Distortion and a Strong Hydrogen Bond in the Retinal Chromophore Enable Sodium-Ion Transport by the Sodium-Ion Pump KR2.

We conducted a comprehensive time-resolved resonance Raman spectroscopy study of the structures of the retinal chromophore during the photocycle of the sodium-ion pump Krokinobacter rhodopsin 2 (KR2). We succeeded in determining the structure of the chromophore in the unphotolyzed state and in the K, L, M, and O intermediates, by overcoming the problem that only a small fraction of the M intermediate is accumulated in the KR2 photocycle. The Schiff base in the retinal chromophore forms a strong hydrogen bond in the unphotolyzed state and in the K, L, and O intermediates and is deprotonated in the M intermediate.
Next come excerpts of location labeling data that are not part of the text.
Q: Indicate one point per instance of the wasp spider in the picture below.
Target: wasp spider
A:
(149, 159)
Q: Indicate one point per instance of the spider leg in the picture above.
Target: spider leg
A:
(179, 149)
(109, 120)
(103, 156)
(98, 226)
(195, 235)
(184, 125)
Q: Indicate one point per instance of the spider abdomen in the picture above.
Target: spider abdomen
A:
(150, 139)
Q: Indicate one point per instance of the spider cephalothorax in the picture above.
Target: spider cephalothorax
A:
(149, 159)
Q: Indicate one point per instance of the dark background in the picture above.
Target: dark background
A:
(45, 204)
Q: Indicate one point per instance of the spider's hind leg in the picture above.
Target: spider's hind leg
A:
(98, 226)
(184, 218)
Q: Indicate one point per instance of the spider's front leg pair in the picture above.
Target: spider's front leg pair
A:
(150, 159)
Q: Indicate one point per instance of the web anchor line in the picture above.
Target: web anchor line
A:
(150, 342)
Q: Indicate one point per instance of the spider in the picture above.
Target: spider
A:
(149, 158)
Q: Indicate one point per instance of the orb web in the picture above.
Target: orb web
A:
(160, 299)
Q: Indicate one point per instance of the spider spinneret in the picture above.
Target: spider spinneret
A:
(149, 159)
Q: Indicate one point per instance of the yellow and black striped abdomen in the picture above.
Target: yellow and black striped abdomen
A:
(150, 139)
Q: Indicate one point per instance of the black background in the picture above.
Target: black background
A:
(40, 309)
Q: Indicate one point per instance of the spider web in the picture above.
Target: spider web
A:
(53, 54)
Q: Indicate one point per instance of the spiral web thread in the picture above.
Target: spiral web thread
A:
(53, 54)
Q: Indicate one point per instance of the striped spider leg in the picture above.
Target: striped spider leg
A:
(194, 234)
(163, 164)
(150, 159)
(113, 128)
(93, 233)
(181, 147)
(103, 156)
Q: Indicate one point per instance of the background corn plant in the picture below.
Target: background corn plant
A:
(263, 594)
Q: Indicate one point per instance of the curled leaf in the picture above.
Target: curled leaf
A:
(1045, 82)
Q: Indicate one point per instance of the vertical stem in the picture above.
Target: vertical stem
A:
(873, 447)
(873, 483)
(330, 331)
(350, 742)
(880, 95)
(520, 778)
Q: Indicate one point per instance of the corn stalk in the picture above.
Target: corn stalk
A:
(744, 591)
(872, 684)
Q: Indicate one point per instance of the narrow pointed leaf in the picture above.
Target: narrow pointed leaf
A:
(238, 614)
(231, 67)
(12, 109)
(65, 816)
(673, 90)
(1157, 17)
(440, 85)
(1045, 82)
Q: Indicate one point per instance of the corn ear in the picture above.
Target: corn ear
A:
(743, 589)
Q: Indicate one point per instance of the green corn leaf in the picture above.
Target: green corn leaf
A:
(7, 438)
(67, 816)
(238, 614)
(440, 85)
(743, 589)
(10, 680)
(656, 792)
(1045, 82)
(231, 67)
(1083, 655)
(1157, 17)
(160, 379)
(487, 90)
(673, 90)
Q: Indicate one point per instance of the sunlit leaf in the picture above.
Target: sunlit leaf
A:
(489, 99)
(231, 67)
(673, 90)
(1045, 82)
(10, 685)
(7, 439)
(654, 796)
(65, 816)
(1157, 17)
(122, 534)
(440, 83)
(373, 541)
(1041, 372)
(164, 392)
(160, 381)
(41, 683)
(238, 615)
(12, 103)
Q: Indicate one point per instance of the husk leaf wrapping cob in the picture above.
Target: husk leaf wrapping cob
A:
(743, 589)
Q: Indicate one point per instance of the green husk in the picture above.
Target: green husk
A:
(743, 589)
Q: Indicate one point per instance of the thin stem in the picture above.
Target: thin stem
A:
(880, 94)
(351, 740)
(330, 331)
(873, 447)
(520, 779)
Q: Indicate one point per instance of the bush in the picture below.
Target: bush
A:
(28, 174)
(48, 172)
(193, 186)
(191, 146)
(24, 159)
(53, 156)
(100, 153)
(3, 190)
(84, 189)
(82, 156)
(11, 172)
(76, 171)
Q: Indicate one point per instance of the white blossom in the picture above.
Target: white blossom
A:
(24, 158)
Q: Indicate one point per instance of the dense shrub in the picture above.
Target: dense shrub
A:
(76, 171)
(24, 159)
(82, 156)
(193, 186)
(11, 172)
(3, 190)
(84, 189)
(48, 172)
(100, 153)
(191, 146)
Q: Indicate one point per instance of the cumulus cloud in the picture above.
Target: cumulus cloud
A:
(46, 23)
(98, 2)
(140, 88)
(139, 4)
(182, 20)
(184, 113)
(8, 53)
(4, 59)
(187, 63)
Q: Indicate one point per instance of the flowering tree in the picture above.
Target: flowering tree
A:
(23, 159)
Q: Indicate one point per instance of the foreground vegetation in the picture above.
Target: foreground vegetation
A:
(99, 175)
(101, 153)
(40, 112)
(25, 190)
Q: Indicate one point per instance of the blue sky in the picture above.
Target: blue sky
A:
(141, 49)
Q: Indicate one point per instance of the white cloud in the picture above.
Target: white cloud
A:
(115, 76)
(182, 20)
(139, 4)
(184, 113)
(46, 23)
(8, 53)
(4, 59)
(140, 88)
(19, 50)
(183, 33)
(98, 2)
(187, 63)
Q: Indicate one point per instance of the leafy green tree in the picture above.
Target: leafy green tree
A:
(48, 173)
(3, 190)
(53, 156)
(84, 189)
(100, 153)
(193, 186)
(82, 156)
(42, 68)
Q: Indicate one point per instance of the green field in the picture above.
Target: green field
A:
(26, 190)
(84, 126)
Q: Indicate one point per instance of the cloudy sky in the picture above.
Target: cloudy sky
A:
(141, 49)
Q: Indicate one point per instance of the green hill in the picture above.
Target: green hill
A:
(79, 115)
Formation of this strong hydrogen bond facilitates deprotonation of the Schiff base, which is necessary for the sodium ion to move past the Schiff base. The polyene chain in the chromophore of KR2 is twisted in all of the states of the photocycle: the portion near the Schiff base is largely twisted in the unphotolyzed state and in the K intermediate, whereas the middle portion of the polyene chain becomes largely twisted in the L, M, and O intermediates. During the photocycle, the twisted structure of the polyene chain and strong hydrogen bond at the Schiff base are advantageous for transient relocation of the Schiff base proton. The obtained resonance Raman data clarified the unique structural features of the KR2 chromophore, which are not accessible by other methods.